One way to think about this type of learning and recall, is shown right here. As we mentioned earlier, there are four or so slots, in working memory. When you're first learning how to understand a concept, or technique to solve a problem, your entire working memory is involved in the process. As shown by this sort of, mad tangle of connections between the four slots of working memory.

mad-connections1.png

As you begin to chunk the concept, you will feel it connecting more easily and smoothly in your mind.

mad-connections2.png

Once the concept is chunked, it takes up only one slot in working memory. It simultaneously becomes one smooth strand that's easy to follow, and to use to make new connections. The rest of your working memory is left clear. That dangling strand of chunked material has, in some sense, increased the amount of information available to your working memory. It's as if the slot in working memory is a hyperlink that's been connected to a great big web page.

mad-connections3.png

Now, you understand, why it is key that you are the one doing the problem solving or mastering the concept. Not whoever wrote the solution manual, or book, on whatever subject you're studying. If you just look at the solution, for example, then tell yourself. Oh yeah, I see why they did that. Then the solution is not really yours. You've done almost nothing to knit those concepts into your own underlying neural circuitry. Merely glancing at a solution and thinking you truly know it yourself is one of the most common illusions of competence in learning.

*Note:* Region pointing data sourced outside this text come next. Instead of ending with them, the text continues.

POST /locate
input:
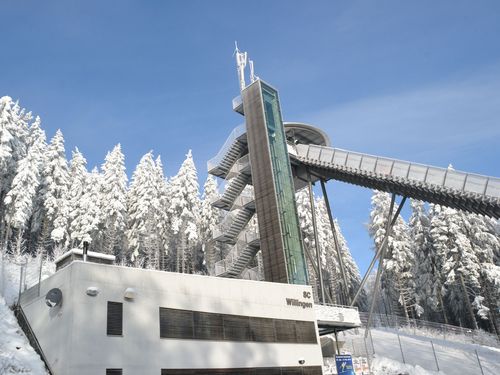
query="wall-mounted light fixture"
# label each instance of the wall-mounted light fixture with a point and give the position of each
(130, 293)
(92, 291)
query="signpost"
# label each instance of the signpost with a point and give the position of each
(344, 365)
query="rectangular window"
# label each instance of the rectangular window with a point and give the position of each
(208, 326)
(303, 370)
(285, 331)
(306, 332)
(176, 323)
(115, 319)
(236, 328)
(187, 324)
(262, 330)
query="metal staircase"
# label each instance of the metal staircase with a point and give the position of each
(229, 230)
(234, 147)
(447, 187)
(244, 250)
(26, 327)
(233, 189)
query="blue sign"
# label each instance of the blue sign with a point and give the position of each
(344, 365)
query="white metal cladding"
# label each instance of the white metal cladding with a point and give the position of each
(337, 315)
(467, 191)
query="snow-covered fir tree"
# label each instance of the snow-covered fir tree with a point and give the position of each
(162, 218)
(332, 265)
(113, 202)
(55, 183)
(74, 204)
(459, 264)
(185, 215)
(306, 226)
(85, 224)
(21, 197)
(427, 282)
(142, 202)
(398, 264)
(210, 217)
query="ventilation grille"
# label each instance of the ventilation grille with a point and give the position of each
(115, 319)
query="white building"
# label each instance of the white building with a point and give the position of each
(115, 320)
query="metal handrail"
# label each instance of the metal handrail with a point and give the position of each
(444, 177)
(235, 134)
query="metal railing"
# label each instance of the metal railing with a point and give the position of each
(235, 134)
(244, 240)
(432, 329)
(445, 177)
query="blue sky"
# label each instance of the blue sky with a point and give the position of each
(417, 80)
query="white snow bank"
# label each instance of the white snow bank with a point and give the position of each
(453, 357)
(16, 354)
(10, 271)
(386, 366)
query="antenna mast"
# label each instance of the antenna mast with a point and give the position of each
(241, 63)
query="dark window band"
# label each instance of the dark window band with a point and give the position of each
(115, 319)
(303, 370)
(187, 324)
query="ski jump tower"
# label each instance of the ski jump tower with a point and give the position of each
(266, 160)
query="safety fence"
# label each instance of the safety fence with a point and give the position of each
(432, 329)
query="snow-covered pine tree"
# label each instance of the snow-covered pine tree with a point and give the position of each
(36, 136)
(428, 283)
(85, 223)
(13, 131)
(113, 199)
(351, 269)
(54, 188)
(21, 197)
(307, 230)
(162, 219)
(460, 265)
(398, 278)
(185, 212)
(210, 217)
(78, 177)
(485, 243)
(142, 200)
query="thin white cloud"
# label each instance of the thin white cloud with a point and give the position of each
(440, 119)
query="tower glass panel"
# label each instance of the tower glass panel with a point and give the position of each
(285, 191)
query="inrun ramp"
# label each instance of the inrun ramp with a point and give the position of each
(443, 186)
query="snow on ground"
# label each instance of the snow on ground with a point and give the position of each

Okay this is exactly what every data science youtuber is saying. do the project, don't spend too much time on learning concepts and etc. "I have learned way more from doing than from actually learning". keep that in mind.

2.1 Labai gold info below

The reason students like to keep rereading their notes or a textbook, is that when they have the book or Google open right in front of them, it provides the illusion that the material is also in their brains. But it's not, because it can be easier to look at the book instead of recalling, students persist in their illusions studying in a way that just isn't very effective. This is a reminder that just wanting to learn the material, and spending a lot of time with it, doesn't guarantee you'll actually learn it. A super helpful way to make sure you're learning and not fooling yourself with illusions of competence, is to test yourself on whatever you're learning. In some sense, that's what recall is actually doing. Allowing you to see whether or not you really grasp an idea. If you make a mistake in what you are doing, it's actually a very good thing. You want to try not to repeat your mistakes, of course, but mistakes are very valuable to make in your little self tests before high stakes real tests. Because they allow you to make repairs and you're thinking flaws bit by bit mistakes help correct your thinking, so that you can learn better and do better.

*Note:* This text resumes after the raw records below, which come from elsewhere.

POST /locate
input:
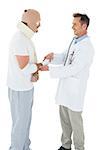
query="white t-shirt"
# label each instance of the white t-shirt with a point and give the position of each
(20, 79)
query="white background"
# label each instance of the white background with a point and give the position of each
(54, 35)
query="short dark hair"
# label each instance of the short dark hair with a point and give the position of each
(83, 18)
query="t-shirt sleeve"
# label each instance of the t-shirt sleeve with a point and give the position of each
(19, 47)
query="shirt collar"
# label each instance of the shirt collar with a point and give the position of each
(78, 39)
(25, 29)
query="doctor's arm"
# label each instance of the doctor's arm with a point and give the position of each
(83, 58)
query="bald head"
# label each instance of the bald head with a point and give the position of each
(31, 18)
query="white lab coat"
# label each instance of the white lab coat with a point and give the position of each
(73, 76)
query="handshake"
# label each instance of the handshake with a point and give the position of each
(42, 66)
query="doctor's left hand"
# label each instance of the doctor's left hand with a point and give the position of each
(44, 68)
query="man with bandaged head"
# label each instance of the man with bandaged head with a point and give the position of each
(22, 65)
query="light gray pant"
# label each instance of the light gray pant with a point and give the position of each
(71, 122)
(21, 110)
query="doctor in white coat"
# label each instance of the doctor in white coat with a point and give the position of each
(72, 69)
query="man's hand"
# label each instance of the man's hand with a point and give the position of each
(35, 77)
(44, 68)
(49, 56)
(39, 65)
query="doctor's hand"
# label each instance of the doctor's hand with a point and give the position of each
(49, 56)
(44, 68)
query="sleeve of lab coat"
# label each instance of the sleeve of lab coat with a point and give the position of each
(82, 58)
(58, 59)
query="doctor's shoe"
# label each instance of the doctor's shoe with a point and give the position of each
(62, 148)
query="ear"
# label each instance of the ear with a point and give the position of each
(84, 26)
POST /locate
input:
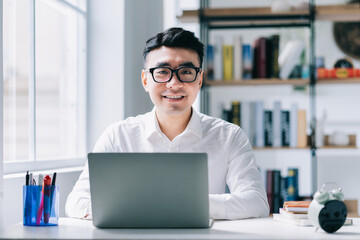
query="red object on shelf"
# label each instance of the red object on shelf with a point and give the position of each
(338, 73)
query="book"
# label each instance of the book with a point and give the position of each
(245, 118)
(293, 125)
(293, 214)
(235, 112)
(303, 222)
(289, 57)
(276, 117)
(277, 201)
(259, 68)
(228, 62)
(268, 135)
(210, 62)
(269, 189)
(296, 206)
(247, 62)
(285, 128)
(301, 129)
(238, 66)
(273, 71)
(218, 58)
(338, 73)
(259, 124)
(292, 186)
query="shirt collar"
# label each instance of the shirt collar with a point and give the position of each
(194, 124)
(152, 125)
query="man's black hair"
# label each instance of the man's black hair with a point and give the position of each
(175, 37)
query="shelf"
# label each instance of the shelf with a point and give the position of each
(260, 81)
(295, 82)
(262, 17)
(338, 81)
(344, 13)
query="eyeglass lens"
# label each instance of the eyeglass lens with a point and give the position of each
(184, 74)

But here's another tip, recalling material when you are outside your usual place of study can also help you strengthen your grasp of the material. You don't realize it, but when you are learning something new you can often take in subliminal cues for the room and the space around you at the time you were originally learning the material. This can throw you off when you take tests because you often take tests in a room that's different from the room you were learning in. By recalling and thinking about the material when you are in various physical environment, you become independent of the cues from any one given location.

Alright my third pomodoro is over, going to take a little break now and then review, try to recall the material.

"I have cancelled several commitments since this course has started so that I could stay home and take notes on video lectures and do my Pomodoros (on my to do list I write down the number of Pomodoros I am going to apply on each topic instead of a length of minutes or hours, I just like writing '2 pomodoros' ;) And I feel fantastic! Really, there is nothing that has helped my mood, sleep, eating, anxiety, feelings of guilt/shame etc than making small 'process oriented' to do lists for myself and accomplishing them without focus on the actual product. After doing two Pomodoros with a break in-between I feel like I can just keep going, bring it on, bring on more (okay, well it took a few days to get to that level of excitement, but I got there)."